I incorrectly used phrase 'gold configurations', correctly says
'development configuration' or maybe 'default configuration'.

I absolutely agree that some test characteristic are relative to
configuration.
But, for many tests it is possible (and for many people is could be very
helpful) to have suggested  f.e. timeout which indicates assumed upper
limit of execution time on often used configuration. In this case,
'default configuration' should be, I think, 4 nodes VM or 4 nodes real
cluster in one subnet.

For covering other configuration, we can use option 'timeout
multiplexor' in test framework and this option allows to cover 100%
configurations, I think.

Currently I use 300 sec per test in my scripts, it is overkill for the
most of tests and only for few tests I set longer time. (Also I think it
should be true for the most of configuration exclude f.e. configuration
with complex lnet routing or systems under high load)



>>   Using separated files provides more flexibility and nobody stop us to
>> commit it to lustre repo and it became " Lustre 'source'". In separated
>> files we can use format which we want and all information will be
>> available without parsing shell script or without running it. More over,
>> in great future, it give us very simple migration from shell to other
>> language.
> This data is valuable and needs to be treated with the same respect and
> discipline as we treat the source, to imagine we can have a 'free for
> all' where people just update it at will does not work. The controls on
> what goes into the Lustre tree are there for very good reason and we are
> not going to circumvent those controls. We have to invest in this as we
> do with all the test infrastructure, it cannot be done on the cheap.

I don't really understand why we cannot cover by discipline separated
yaml sources too as shell code. More over, the most of yaml testing can
be done by automated tools. I don't say that this data should be 'free
for all'. But, I think, it is good idea(mostly for test developers):
providing way for user to override main metadata by his own metadata
with simple switch.

> 
> Parsing the scripts for the data is easy because computers are really
> good at it. I would expect someone will write a library to access and
> modify the data as required, I'd also expect them to publish that library.

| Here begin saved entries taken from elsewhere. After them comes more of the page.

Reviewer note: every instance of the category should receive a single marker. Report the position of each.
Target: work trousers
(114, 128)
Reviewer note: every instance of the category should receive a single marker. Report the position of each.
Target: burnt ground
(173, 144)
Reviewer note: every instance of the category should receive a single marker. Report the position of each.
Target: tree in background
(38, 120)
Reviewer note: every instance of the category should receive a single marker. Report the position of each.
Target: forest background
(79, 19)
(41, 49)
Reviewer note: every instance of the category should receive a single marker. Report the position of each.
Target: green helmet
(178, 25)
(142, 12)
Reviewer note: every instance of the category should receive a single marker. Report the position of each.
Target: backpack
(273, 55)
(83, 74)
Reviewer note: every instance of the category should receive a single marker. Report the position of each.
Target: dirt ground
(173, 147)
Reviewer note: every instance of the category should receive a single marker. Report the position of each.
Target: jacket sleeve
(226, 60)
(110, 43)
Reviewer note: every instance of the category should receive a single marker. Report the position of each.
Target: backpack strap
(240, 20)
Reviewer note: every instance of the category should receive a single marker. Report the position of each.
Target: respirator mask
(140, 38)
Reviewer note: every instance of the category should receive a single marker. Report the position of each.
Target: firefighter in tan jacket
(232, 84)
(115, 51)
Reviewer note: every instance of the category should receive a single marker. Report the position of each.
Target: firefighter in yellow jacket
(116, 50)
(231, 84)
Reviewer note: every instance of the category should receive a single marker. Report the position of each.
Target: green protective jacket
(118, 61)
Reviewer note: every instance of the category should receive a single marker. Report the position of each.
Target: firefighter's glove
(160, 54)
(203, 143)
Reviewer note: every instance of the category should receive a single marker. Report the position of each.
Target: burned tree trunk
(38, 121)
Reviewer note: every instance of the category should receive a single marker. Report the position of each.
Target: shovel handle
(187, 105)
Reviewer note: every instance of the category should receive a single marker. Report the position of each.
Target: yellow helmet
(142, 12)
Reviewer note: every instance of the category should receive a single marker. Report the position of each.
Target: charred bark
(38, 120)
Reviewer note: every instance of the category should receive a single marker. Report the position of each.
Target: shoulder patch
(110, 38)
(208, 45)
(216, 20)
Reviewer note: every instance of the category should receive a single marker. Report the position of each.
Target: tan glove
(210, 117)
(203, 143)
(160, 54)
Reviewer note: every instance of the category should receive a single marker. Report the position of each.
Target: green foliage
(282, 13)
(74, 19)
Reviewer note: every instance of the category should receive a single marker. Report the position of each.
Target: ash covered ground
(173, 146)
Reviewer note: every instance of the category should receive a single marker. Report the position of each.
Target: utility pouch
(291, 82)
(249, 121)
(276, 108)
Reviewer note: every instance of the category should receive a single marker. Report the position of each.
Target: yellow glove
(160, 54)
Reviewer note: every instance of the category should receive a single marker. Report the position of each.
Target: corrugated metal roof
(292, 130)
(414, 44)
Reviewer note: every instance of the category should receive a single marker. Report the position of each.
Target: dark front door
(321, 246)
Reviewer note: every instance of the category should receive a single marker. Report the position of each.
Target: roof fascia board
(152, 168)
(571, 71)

It looks not so simple to have one more library for cutting from shell
yaml data which have to parse by yaml reader. Question is not in cpu
time, but in full complexity of bash, external utilities and libraries
and test for them.

> 
> If test's were re-written then this data will probably change, and the
> cost of migrating unchanged data will be insignificant compared to the
> cost of re-writing the test itself.

I'm not sure what do you mean there, could you please explain.